New Wave Of British Heavy Metal, Classic and Progressive Rock

Legend: From the Fjords Review

Legend From the FjordsA bit of a special one here. From the Fjords is the sole album from Legend originally released back in 1979. The band, from the USA, wasn’t around long however From the Fjords is jaw-droppingly good.

Legend were a “power trio” with the considerable individual and combined talents of Kevin Nugent (guitar, lead vocals), Ray Frigon (drums) and Fred Melillo (bass). Nugent’s guitar is sublime, effortless, rangy and fluid. He throws out the varied riffs and remarkably mazy solos with ease.

Meilillo’s bass throbs away with complex, fast lines which at times sound like a second lead guitar.

Frigon’s drumming is off the charts good and then some. Technical, complex, fast, jazzy. His style reminds me of say Jon Heisman and the late, great Neil Peart. Indeed – if Geddy Lee and Alex Lifeson decided to reinvent Rush they could do much worse than bring in Frigon.
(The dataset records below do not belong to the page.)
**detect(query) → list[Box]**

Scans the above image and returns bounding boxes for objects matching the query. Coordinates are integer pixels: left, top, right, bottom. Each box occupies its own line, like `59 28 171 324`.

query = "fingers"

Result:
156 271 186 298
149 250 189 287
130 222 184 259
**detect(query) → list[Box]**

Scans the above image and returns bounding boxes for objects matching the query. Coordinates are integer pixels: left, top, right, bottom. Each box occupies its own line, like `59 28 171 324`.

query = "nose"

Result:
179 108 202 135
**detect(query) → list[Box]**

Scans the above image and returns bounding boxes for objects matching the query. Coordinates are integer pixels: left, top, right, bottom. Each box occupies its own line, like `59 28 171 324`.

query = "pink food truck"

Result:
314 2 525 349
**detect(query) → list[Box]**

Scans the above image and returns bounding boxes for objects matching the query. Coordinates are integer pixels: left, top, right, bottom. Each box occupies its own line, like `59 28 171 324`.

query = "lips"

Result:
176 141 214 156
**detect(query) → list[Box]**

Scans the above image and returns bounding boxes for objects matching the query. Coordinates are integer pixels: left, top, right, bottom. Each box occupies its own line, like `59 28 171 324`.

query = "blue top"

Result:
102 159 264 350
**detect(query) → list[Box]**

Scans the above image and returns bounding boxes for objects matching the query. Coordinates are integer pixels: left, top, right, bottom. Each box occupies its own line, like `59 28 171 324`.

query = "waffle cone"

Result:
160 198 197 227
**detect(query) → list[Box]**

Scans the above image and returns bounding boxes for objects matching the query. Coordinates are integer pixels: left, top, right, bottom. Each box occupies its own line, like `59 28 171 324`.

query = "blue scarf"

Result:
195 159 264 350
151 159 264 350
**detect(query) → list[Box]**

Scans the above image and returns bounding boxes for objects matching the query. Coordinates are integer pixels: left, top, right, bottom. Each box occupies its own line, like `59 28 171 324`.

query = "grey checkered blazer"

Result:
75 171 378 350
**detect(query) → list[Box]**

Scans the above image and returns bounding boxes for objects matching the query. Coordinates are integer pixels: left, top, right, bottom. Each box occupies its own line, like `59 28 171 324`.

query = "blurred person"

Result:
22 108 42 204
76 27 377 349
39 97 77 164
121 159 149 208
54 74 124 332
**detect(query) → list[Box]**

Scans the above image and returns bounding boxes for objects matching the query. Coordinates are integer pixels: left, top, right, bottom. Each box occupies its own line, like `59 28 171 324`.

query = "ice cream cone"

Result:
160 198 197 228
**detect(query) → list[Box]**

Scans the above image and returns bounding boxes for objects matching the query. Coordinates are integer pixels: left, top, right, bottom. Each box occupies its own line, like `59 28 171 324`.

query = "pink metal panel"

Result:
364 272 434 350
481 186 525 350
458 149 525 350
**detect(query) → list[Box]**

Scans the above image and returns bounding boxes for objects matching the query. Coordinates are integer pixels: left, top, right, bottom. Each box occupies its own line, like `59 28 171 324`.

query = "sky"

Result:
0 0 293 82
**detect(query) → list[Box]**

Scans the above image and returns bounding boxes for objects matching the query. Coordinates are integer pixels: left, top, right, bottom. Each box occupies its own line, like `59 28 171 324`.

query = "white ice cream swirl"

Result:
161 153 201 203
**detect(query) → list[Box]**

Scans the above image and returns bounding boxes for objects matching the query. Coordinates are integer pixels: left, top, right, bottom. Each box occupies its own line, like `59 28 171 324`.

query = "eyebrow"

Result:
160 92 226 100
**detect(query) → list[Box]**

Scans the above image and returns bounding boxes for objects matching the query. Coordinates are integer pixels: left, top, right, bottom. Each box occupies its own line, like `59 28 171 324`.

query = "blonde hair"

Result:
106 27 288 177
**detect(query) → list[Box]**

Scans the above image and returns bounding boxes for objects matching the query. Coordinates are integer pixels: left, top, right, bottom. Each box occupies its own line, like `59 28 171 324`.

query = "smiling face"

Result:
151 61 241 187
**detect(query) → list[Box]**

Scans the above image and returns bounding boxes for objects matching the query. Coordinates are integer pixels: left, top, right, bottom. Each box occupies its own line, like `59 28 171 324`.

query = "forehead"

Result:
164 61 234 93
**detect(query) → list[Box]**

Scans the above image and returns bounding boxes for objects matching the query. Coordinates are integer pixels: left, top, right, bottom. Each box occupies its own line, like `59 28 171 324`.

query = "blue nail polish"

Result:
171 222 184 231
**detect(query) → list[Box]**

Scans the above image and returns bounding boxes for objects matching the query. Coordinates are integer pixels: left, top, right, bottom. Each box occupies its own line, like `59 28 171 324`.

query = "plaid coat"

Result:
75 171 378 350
Cult Rock Classics (a division of good old Sonic Age Records) put together a special 40th anniversary edition of From the Fjords – and as usual with the label who are so good at this – have done a cracking job.

The album in all it’s glory plus five bonus tracks of demos from 1978. Three are songs which made the album and two which did not. Add to that Lyric booklet, a booklet with an interview with the designer Ioannis who did the original artwork and has a subsequent long track record of working with the likes of Uriah Heep and others and a nice thick booklet with a comprehensive, in-depth interview with Ray Frigon.

The music is quite something. Overall it’s heavy though brings in elements of NWOBHM, prog and jazz influences all with something of a mystical feel to it. A quick comparison might be a combination of Black Sabbath, mid-1970s Rush, Uriah Heep and a spot of Colosseum II.

The Destroyer kicks things off with a crunching riff which is a bit doomy, soaring solo, the complex bass backing it up and Frigon drumming up a storm. The Wizard’s Vengeance has that mystical feel and another remarkable solo from Nugent. So fast yet skillfull.

Check out The Destroyer:

Nugent’s guitar shines again in the mazy The Golden Bell. Longish, heavy, progressive, glorious atmospheric soloing, that huge bass behind it and Frigon’s drumming quite outstanding in it’s technical delivery. The song has something of a structured yet improvised jam feel about it. Hard to explain unless you listen to it.

The Conforntation is a fast-paced instrumental then R.A.R.Z comes in as straight ahead heavy rocker before Against the Odds takes us back to the heavy, mystical, proggy, slightly jazzy stuff.

The Iron Horse is Frigon’s showcase. It’s basically a drum solo bookended by puncy riffing. And what a drum solo it is. At around three minutes or so it doesn’t outstay it’s welcome. Instead it allows Frigon to show his range. Fast frills, technical and gradually building up the pace. Check out the speed too. The snare drum sounds like a steam train – which I guess is why the track is called The Iron Horse.

The title track rounds it off in a stupendous eight minute epic of heavy, proggy stuff so well written and performed. Very technical yet Legend pull it off with aplomb.

Can’t big this up enough. Legend had something very special with From the Fjords. Alas, there’d be no more from them and even more unfortunately Nugent died in the early 1980s.

Don’t hang around – get yourself over to Sonic Age Records (or wherever else you can find it) and treat yourself to the CD. With the album and the Ray Frigon interview booklet it’s unmissable.